Subject: [EL] Speech v. press (was: Floyd Abrams & Citizens United)
From: Jon Roland
Date: 10/4/2010, 9:24 AM
To: "election-law@mailman.lls.edu" <election-law@mailman.lls.edu>
Reply-to:
"jon.roland@constitution.org"

The best interpretation of the original meaning of "speech" and "press" is that "speech" is the creation of an informative message and "press" the dissemination of such a message, by whatever means anyone or anything may choose. The First Amendment therefore says that Congress shall not in any way restrict the production or propagation of communications. It is reinforced by the absence of any delegation of powers to do most of the things that raise the issue. By the common law rules of construction, powers are to be strictly construed, and if there is any doubt whether an official has a power, the presumption must be that he does not.

Citizens United was correctly decided not just because the First Amendment forbade such a statute, but because there is no authority to adopt such a statute even if there were no First Amendment.
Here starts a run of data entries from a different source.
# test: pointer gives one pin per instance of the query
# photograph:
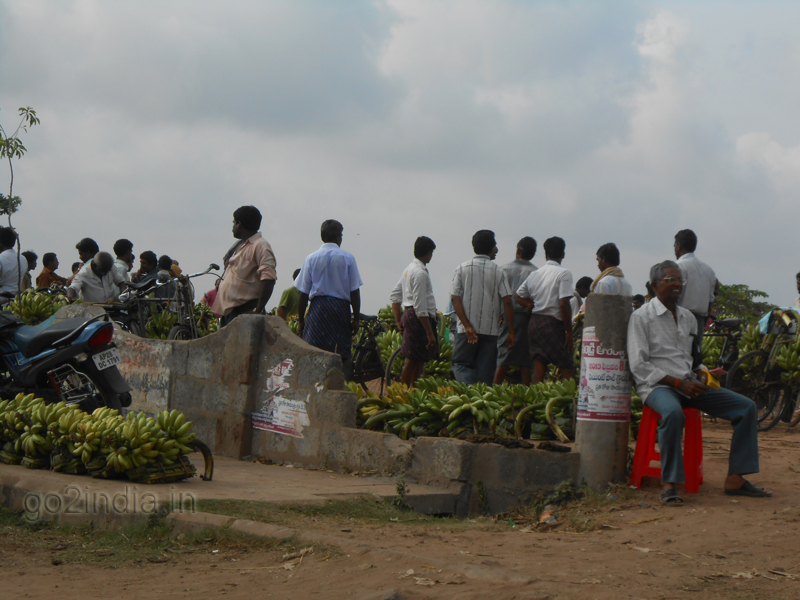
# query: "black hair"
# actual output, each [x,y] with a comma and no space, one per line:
[122,247]
[423,245]
[8,237]
[164,263]
[149,257]
[686,239]
[48,258]
[330,231]
[527,247]
[610,253]
[30,256]
[87,245]
[249,217]
[555,248]
[483,241]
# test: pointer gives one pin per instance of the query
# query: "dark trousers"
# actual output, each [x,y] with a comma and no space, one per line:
[247,307]
[722,403]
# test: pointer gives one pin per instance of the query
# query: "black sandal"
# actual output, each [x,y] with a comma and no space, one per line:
[670,497]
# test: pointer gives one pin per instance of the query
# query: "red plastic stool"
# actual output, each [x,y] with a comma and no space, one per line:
[646,449]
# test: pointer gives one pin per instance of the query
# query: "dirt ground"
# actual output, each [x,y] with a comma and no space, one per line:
[625,545]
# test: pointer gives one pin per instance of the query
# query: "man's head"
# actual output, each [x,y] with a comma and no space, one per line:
[555,249]
[483,242]
[164,263]
[103,263]
[87,248]
[584,286]
[331,232]
[123,249]
[526,248]
[50,261]
[607,256]
[685,241]
[8,237]
[31,257]
[423,249]
[246,222]
[148,261]
[667,282]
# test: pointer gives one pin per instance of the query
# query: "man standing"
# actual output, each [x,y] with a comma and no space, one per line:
[99,282]
[660,339]
[287,307]
[516,272]
[249,276]
[123,249]
[413,294]
[48,275]
[478,291]
[12,267]
[698,289]
[611,280]
[330,280]
[547,292]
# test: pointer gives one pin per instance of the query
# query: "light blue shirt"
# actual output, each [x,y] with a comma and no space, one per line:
[330,271]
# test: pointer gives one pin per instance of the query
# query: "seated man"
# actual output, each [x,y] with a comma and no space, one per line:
[99,282]
[661,336]
[48,275]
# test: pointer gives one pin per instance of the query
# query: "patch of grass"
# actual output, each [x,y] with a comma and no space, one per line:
[141,541]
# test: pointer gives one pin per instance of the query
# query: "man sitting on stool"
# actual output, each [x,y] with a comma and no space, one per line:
[661,335]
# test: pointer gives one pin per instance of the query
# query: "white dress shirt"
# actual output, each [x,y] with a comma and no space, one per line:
[415,290]
[658,346]
[12,270]
[330,271]
[546,287]
[96,289]
[616,286]
[698,291]
[481,284]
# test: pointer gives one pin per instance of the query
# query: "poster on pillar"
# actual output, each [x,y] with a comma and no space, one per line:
[604,393]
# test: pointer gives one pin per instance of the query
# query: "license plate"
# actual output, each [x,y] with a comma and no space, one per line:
[107,358]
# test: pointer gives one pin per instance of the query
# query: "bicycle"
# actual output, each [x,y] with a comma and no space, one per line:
[367,365]
[757,374]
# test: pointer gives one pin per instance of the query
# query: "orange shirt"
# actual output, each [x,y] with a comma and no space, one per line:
[252,263]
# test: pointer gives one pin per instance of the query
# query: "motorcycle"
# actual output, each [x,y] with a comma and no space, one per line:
[74,360]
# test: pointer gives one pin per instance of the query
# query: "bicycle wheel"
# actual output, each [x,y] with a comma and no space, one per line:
[180,332]
[750,377]
[367,369]
[392,369]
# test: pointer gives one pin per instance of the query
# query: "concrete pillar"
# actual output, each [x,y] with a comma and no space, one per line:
[604,392]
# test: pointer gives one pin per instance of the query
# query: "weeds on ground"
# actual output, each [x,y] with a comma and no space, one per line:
[139,542]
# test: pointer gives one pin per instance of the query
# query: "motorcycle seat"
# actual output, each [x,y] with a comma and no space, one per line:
[32,340]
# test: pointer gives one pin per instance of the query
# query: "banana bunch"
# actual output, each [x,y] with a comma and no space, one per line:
[178,431]
[159,325]
[712,349]
[788,359]
[34,307]
[751,339]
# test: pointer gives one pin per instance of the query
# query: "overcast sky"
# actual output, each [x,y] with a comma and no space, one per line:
[593,121]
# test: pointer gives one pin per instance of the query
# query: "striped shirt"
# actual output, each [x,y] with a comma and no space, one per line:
[481,285]
[658,346]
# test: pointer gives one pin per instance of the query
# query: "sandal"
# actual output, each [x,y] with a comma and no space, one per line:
[671,498]
[748,489]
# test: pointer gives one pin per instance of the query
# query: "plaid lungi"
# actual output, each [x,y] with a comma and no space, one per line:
[415,339]
[548,339]
[328,325]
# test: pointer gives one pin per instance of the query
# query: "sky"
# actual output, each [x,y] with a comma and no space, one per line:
[597,122]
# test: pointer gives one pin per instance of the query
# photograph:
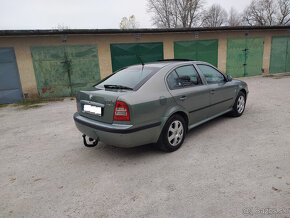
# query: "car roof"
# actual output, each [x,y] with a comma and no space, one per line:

It makes no difference what kind of thing is doing the communicating. The same principle applies to anything, whether it be a human individual, a corporation, an animal, a space alien, or the fungal and algal components of a lichen communicating chemically to symbiose. "No law" means no law. Period. The prohibition is absolute and has no exceptions. If you think that impractically severe, amend the Constitution.